Paul Scolieri, associate professor of dance, is the winner of the 2014 Oscar G. Brockett Book Prize for Dance Research for his first book, Dancing the New World: Aztecs, Spaniards, and the Choreography of Conquest. The Brockett Book Prize is an annual award by the Congress on Research in Dance (CORD), honoring the best book in dance scholarship during the previous three years.
Dancing the New World is the inaugural publication of the University of Texas Press' Latin American & Caribbean Performance Series, which is sponsored by the Andrew W. Mellon Foundation. The book is a groundbreaking study of the representations of indigineous dance in the sixteenth century, tracing the transformation of the Aztec empire into a Spanish colony through written and visual representations of dance in colonial discourse.
Prof. Scolieri will be recognized at an awards ceremony during the joint CORD-SDHS (Society of Dance History Scholars) 2014 Conference, taking place November 13-16 at the University of Iowa.
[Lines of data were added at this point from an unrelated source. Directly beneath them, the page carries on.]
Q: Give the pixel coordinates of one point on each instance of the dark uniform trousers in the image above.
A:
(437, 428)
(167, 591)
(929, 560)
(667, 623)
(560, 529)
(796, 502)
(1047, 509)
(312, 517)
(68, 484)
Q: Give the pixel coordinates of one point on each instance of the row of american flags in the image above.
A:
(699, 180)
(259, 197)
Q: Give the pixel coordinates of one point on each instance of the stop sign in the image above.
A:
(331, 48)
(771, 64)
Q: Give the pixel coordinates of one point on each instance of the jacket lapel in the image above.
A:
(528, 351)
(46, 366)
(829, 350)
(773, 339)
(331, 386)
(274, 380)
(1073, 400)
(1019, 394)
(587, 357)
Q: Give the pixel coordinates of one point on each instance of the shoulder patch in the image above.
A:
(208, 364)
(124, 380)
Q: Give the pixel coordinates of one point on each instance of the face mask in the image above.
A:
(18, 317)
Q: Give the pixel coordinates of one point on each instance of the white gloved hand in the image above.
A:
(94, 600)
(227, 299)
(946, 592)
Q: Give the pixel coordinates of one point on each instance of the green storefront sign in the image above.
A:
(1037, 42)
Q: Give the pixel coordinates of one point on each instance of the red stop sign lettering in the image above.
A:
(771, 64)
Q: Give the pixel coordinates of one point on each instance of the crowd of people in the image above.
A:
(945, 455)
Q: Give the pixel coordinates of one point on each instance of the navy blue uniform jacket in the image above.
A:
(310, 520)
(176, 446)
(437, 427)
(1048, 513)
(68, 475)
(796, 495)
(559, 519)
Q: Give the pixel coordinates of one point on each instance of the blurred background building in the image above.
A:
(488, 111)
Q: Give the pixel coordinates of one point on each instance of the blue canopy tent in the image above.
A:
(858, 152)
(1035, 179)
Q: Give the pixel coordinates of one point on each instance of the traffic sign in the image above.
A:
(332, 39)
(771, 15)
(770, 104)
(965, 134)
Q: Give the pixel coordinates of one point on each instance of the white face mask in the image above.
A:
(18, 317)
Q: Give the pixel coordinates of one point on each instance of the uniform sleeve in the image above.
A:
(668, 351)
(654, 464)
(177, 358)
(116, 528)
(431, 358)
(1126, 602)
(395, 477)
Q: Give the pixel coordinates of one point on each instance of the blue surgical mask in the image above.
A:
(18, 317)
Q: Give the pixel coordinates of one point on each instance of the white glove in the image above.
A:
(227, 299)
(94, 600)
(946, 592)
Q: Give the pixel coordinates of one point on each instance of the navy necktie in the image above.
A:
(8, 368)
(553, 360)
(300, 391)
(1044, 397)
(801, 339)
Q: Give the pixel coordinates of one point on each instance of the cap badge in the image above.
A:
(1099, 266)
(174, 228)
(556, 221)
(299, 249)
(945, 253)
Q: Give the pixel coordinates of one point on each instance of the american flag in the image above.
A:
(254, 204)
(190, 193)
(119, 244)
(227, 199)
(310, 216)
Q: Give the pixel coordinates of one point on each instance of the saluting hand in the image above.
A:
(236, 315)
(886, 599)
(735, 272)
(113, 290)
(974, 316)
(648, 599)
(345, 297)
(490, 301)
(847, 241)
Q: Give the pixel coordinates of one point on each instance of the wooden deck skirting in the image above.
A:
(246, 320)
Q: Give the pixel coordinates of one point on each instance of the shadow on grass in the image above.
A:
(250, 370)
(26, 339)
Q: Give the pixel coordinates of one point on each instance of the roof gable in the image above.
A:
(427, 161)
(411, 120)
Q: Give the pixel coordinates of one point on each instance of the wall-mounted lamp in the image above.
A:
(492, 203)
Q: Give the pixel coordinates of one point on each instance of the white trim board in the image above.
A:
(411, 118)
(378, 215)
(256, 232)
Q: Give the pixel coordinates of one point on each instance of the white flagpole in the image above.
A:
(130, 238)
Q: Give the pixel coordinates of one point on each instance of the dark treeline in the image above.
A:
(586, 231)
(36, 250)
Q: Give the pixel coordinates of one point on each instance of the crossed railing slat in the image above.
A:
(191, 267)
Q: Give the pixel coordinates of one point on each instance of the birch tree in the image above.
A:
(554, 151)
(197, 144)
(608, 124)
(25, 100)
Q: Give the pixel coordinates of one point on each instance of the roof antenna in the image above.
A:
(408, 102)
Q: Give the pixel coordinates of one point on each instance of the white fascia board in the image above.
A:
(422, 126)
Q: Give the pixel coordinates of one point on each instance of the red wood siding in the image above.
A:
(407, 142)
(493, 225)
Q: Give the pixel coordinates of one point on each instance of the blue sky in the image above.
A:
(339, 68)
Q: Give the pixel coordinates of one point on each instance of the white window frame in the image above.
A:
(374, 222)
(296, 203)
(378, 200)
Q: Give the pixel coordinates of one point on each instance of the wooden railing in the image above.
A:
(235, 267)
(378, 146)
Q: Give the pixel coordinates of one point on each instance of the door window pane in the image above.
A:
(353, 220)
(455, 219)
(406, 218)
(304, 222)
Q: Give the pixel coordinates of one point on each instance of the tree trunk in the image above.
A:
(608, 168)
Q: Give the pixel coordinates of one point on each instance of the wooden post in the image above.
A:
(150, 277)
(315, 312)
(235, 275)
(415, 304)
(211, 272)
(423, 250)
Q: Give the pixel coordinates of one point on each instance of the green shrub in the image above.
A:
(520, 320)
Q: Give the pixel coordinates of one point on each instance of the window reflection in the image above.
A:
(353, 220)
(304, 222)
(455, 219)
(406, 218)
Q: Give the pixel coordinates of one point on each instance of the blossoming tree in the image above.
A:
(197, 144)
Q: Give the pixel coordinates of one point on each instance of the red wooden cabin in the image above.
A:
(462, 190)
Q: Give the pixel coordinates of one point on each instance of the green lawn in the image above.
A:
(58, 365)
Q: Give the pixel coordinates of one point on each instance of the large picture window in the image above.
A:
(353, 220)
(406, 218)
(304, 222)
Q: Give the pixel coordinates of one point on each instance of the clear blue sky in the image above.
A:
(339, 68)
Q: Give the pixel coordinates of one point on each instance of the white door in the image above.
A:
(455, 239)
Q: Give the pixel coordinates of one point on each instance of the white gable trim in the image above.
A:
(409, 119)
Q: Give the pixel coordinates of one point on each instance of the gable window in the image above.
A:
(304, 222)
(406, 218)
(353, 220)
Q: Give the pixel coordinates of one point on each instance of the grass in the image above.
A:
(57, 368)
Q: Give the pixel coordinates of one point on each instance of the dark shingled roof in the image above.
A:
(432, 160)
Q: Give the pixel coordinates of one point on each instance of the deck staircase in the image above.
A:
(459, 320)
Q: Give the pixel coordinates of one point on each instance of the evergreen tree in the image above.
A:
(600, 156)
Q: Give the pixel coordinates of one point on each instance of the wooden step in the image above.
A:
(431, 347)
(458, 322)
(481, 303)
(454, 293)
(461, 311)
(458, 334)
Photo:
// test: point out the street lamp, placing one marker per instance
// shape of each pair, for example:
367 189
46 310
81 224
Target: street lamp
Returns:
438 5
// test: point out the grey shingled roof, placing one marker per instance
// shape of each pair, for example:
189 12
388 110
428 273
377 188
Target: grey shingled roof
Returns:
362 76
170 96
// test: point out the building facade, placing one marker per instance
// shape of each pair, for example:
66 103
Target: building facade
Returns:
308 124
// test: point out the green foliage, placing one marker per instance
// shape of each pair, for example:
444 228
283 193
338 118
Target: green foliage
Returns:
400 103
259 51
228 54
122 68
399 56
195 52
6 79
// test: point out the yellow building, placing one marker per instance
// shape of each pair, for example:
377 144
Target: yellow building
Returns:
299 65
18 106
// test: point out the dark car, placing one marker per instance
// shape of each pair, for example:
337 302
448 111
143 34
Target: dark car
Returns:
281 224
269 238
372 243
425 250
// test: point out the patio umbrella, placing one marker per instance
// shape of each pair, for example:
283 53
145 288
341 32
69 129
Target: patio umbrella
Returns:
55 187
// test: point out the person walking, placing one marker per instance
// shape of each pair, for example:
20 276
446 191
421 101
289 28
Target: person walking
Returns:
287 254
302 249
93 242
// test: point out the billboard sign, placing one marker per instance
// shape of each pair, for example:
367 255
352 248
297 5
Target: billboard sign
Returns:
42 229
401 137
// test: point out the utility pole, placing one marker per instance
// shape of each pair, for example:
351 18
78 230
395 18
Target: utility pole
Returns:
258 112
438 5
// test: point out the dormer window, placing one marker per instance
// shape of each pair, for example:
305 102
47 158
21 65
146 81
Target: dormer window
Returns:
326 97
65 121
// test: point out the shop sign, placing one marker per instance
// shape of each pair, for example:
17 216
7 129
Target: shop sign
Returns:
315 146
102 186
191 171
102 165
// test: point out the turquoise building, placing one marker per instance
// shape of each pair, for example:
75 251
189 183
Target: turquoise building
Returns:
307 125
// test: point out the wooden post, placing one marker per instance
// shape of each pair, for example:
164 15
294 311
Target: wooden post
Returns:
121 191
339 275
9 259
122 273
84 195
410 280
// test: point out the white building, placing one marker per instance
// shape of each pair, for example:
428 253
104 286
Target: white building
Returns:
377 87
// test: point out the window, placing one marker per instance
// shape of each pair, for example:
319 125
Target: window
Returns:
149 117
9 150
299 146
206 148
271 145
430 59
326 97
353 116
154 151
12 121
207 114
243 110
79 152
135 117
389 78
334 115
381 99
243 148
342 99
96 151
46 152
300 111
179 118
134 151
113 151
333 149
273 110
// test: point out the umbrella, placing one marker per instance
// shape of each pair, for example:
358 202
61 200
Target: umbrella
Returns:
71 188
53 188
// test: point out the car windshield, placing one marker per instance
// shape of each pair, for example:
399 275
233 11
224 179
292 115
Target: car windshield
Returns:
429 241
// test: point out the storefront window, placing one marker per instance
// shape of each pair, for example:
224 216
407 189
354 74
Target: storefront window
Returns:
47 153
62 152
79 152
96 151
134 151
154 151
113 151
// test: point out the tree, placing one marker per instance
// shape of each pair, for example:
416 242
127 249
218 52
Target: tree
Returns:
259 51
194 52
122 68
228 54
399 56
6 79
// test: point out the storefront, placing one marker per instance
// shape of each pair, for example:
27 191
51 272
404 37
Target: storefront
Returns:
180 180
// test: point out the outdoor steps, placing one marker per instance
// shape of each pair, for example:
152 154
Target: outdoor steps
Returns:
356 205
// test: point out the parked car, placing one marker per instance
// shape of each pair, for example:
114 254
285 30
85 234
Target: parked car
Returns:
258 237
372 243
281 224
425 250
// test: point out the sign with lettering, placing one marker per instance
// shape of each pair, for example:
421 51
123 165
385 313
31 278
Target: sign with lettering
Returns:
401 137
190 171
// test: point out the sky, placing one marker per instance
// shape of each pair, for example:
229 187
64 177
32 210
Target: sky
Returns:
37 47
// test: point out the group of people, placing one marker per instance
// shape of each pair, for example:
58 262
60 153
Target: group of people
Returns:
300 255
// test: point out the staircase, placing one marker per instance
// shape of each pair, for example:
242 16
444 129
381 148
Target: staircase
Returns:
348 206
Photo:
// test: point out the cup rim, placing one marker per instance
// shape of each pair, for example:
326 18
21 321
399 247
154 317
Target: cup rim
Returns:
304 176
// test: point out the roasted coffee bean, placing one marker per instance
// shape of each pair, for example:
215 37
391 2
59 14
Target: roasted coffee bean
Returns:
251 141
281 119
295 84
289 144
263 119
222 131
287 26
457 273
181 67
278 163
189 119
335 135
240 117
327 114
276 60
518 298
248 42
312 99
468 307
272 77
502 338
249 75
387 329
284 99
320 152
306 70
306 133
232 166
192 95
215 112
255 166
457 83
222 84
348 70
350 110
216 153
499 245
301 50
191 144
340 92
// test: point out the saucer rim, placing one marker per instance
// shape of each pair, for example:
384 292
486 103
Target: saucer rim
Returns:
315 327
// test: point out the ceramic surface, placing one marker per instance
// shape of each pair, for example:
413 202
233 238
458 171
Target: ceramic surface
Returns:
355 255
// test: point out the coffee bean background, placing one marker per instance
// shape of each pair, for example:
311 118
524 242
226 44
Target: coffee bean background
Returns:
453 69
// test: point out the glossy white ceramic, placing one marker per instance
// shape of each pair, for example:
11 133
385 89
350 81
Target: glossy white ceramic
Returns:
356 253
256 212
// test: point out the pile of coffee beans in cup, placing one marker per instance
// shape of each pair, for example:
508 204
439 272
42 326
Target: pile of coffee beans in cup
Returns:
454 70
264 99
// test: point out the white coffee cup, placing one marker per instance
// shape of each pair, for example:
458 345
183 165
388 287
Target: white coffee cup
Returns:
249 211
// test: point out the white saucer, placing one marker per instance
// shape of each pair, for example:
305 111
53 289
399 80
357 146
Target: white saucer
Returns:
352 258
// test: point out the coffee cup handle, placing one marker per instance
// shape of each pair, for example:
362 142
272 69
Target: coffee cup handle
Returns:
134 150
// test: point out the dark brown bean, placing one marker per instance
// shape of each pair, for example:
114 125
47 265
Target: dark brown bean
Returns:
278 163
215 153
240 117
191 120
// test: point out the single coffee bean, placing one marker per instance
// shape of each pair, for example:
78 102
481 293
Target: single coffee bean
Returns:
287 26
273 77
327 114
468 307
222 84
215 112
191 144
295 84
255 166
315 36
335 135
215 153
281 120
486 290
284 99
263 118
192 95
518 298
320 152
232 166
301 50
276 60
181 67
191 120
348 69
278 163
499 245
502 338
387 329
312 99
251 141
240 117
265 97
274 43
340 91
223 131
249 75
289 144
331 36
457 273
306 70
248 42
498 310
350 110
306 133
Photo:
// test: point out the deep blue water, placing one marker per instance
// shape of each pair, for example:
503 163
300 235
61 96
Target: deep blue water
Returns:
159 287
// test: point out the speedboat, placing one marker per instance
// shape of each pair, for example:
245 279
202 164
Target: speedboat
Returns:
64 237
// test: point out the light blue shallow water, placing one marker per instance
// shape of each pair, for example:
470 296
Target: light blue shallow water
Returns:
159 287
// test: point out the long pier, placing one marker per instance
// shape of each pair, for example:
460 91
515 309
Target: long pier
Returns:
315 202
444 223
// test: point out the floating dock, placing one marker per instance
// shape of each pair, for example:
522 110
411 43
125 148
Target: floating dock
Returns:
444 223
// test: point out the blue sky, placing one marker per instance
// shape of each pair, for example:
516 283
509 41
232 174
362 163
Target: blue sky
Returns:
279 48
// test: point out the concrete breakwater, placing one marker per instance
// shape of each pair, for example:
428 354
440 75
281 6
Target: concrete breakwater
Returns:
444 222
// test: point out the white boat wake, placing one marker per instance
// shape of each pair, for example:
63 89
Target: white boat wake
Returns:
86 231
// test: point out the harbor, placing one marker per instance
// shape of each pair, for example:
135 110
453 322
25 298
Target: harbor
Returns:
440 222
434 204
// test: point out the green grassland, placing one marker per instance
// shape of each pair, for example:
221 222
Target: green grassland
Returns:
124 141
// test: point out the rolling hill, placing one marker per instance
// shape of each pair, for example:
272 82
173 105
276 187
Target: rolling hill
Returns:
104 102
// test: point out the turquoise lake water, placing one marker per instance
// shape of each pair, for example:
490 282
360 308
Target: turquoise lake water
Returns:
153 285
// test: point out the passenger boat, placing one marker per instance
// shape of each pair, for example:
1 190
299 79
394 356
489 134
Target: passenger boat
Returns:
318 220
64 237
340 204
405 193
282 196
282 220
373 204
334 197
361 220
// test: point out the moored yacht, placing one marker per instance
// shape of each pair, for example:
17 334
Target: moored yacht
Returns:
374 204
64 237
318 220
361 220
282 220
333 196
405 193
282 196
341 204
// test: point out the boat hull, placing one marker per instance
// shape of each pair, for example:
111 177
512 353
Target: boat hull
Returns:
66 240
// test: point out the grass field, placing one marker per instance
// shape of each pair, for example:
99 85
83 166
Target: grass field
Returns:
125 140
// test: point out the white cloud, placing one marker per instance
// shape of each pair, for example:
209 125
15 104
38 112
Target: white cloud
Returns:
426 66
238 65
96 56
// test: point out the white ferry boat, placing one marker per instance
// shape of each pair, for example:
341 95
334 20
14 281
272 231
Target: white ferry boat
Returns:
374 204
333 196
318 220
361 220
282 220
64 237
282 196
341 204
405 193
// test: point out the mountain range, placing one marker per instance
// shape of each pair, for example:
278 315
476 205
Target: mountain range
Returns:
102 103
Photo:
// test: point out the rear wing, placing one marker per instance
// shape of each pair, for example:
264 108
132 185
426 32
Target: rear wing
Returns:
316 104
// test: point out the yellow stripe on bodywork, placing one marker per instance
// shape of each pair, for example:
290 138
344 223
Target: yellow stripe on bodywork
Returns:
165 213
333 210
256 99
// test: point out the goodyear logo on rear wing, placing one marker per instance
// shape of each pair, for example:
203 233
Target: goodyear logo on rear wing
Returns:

Learn more about Dancing the New World, and listen to an interview with Prof. Scolieri on his research.
Prof. Scolieri joined Barnard's faculty in 2000. His research interests include global dance studies, U.S. modern dance history, movement theory and analysis, and performance studies. He is currently writing a critical biography entitled Ted Shawn and the Invention of American Dance, under contract with Oxford University Press.